In 2005, the Ector County School Board approved the Bible electives it now offers, and chose the curriculum developed by the National Council on Bible Curriculum in Public Schools (NCBCPS), which has been adopted in 395 school districts in 37 states (seeEducation Reporter, Jan. '06, Jan. '07). Although the curriculum is designed to be taught in a way that neither encourages nor discourages religious belief, the director of the ACLU of Texas called the course "basically a Sunday school class within the walls of a public school."

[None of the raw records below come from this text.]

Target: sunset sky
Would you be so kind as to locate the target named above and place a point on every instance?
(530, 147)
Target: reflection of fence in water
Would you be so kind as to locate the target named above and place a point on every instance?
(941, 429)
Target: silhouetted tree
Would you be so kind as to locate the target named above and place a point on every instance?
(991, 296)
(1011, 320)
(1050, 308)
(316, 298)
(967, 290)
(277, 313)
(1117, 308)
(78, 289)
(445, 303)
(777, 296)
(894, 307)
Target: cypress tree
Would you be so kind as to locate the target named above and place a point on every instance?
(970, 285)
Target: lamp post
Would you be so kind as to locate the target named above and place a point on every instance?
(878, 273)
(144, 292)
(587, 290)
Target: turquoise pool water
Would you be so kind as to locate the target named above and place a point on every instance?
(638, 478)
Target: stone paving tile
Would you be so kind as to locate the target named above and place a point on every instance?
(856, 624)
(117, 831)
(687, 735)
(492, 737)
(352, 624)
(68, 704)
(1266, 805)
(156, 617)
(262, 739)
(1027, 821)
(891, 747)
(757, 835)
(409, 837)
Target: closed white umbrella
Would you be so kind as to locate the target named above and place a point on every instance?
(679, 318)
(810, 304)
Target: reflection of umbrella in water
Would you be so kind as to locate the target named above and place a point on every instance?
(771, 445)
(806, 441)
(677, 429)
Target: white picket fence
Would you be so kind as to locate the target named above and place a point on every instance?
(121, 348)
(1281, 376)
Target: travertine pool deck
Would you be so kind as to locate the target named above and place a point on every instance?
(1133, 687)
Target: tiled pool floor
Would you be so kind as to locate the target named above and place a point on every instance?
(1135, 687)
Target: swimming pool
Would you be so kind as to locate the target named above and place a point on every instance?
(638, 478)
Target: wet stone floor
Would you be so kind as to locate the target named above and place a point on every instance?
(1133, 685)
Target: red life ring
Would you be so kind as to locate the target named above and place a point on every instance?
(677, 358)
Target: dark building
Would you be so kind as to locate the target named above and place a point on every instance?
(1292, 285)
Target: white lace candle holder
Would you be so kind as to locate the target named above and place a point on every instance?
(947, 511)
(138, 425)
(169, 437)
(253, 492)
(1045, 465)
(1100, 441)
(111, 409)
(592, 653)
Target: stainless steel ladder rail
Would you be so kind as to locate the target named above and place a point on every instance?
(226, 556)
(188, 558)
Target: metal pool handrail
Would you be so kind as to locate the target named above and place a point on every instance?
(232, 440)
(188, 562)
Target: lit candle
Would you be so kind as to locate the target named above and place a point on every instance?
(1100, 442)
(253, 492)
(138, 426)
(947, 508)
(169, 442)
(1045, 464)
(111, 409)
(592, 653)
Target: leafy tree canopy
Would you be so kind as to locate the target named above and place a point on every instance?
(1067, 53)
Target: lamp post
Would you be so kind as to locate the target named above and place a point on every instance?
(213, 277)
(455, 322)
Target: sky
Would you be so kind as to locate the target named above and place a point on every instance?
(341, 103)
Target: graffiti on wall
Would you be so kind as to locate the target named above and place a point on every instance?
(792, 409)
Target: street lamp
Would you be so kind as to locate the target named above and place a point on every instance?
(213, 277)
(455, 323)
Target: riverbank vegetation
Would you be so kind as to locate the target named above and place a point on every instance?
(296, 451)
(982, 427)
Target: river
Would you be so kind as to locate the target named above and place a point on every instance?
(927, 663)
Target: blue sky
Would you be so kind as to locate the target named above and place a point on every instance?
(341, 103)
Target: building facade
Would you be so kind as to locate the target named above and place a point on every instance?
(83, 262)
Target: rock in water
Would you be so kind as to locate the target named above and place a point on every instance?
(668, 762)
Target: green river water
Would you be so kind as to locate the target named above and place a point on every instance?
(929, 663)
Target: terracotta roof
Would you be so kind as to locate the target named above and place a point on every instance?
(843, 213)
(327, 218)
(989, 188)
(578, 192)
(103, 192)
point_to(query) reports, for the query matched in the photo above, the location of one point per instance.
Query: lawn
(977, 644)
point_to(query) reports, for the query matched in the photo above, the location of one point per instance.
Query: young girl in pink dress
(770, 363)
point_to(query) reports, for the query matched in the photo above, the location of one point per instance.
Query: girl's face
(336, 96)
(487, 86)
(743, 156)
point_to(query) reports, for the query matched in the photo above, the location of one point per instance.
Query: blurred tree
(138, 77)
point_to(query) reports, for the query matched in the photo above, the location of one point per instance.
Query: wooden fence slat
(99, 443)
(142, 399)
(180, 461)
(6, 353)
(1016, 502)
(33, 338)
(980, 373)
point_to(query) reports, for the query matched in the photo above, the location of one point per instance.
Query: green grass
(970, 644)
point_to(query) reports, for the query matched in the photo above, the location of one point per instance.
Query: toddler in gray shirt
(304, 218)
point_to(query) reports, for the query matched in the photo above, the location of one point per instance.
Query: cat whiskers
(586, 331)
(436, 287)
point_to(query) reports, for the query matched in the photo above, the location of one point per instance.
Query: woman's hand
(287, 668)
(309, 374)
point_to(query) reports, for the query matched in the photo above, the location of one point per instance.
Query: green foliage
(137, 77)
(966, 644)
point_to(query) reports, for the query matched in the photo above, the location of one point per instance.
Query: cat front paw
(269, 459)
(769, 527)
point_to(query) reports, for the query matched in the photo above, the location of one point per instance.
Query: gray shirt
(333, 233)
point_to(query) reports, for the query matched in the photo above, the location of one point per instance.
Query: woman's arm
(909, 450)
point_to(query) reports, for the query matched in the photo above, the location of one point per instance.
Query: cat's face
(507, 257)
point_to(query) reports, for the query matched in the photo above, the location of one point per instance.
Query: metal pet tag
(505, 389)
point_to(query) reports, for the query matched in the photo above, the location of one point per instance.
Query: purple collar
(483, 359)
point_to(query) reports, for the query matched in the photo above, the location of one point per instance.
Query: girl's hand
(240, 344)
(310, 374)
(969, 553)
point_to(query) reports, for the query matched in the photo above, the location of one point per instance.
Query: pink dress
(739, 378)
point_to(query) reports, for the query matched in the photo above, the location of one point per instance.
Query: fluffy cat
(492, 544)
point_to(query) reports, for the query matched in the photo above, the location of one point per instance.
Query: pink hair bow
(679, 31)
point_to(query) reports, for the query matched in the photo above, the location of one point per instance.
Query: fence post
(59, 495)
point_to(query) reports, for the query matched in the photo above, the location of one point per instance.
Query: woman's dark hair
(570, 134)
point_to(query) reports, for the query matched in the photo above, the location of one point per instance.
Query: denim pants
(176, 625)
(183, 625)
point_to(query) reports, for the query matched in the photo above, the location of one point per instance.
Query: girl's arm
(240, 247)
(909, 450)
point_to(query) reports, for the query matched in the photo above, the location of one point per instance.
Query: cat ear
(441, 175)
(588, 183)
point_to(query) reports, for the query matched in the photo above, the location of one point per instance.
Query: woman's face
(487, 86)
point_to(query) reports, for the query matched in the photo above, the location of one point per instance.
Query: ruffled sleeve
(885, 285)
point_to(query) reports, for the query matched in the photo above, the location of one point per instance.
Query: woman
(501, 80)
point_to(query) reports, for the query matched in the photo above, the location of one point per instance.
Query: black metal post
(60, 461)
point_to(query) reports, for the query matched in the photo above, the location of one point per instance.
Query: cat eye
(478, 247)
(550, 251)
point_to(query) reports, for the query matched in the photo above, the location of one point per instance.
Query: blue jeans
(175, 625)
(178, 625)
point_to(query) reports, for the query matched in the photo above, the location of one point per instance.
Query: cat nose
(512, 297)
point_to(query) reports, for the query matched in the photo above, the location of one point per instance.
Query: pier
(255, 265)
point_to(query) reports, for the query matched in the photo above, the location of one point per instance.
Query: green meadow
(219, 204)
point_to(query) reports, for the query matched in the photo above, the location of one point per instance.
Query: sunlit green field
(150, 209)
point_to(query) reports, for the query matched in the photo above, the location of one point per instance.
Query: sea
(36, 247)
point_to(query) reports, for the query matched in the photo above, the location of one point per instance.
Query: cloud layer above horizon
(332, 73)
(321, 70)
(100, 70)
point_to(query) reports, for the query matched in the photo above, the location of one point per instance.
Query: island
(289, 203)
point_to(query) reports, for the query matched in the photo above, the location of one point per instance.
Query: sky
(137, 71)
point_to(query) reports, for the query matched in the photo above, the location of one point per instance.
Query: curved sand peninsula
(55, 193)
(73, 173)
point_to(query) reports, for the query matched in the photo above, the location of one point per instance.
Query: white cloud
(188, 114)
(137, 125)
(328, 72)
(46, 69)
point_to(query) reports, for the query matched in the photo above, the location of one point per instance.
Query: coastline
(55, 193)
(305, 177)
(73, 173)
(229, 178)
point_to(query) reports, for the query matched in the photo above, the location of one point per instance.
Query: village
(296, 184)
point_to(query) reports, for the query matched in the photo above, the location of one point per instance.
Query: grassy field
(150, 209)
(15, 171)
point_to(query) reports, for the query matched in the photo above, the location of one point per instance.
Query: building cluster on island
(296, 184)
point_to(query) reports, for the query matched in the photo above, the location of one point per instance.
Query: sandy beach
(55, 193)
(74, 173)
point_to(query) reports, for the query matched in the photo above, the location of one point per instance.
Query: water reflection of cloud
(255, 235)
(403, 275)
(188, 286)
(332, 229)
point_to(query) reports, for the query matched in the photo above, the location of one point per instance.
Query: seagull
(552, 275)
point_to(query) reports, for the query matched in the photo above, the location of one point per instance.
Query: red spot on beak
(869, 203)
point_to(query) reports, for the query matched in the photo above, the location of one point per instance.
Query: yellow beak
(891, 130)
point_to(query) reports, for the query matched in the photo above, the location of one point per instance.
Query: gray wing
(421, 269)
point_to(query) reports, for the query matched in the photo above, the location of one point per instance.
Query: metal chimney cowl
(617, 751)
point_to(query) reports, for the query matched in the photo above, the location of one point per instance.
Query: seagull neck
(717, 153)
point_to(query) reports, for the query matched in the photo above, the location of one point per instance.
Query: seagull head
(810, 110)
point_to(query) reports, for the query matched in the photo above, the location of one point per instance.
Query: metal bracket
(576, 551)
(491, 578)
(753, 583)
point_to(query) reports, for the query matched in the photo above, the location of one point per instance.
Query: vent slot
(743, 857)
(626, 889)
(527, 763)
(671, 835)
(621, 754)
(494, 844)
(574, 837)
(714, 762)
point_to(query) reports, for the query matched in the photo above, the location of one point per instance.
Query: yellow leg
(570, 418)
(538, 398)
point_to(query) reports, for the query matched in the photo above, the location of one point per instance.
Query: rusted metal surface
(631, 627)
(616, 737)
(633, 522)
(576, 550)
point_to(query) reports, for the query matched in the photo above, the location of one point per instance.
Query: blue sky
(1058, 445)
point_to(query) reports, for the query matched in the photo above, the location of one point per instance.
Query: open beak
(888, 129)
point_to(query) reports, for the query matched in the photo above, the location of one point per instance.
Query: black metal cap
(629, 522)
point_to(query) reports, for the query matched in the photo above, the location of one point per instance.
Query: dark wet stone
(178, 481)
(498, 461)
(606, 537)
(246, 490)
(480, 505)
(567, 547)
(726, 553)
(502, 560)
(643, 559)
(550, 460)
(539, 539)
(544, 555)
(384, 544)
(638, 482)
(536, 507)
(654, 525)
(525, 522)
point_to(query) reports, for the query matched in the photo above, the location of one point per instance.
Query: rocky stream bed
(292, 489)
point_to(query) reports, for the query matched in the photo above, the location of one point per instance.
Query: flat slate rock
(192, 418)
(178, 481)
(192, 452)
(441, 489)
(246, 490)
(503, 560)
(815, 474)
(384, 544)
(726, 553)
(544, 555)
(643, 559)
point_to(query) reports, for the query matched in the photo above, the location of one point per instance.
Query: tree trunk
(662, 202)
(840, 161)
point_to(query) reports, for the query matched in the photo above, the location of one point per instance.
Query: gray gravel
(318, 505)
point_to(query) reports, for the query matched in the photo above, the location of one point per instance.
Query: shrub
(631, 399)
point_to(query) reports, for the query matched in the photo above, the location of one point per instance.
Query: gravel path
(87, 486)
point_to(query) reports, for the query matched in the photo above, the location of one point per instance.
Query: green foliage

Kelly Shackelford, chief counsel of Liberty Legal Institute, disagrees. "There is no question that these Bible electives are constitutional. The United States Supreme Court has stated more than once that teaching about the Bible is not only constitutional, but essential to a quality education. This lawsuit is a loser," he told the Houston Chronicle (5-16-07).

The Texas bill on Bible literacy originally would have required all public school districts to offer Bible electives if 15 or more students wished to take them. It also would have left curriculum decisions up to local school districts. However, following several amendments, the bill now requires the Texas Attorney General to sign off on a curriculum, and requires all courses to use a book other than the Bible as the primary textbook - which may rule out the popular NCBCPS curriculum.

South Carolina moved quickly over the past legislative session toward establishing state standards for courses on the Bible's history and literature, with legislation based on similar recent efforts in Georgia. Several other states have also recently considered new laws authorizing elective courses on the Bible.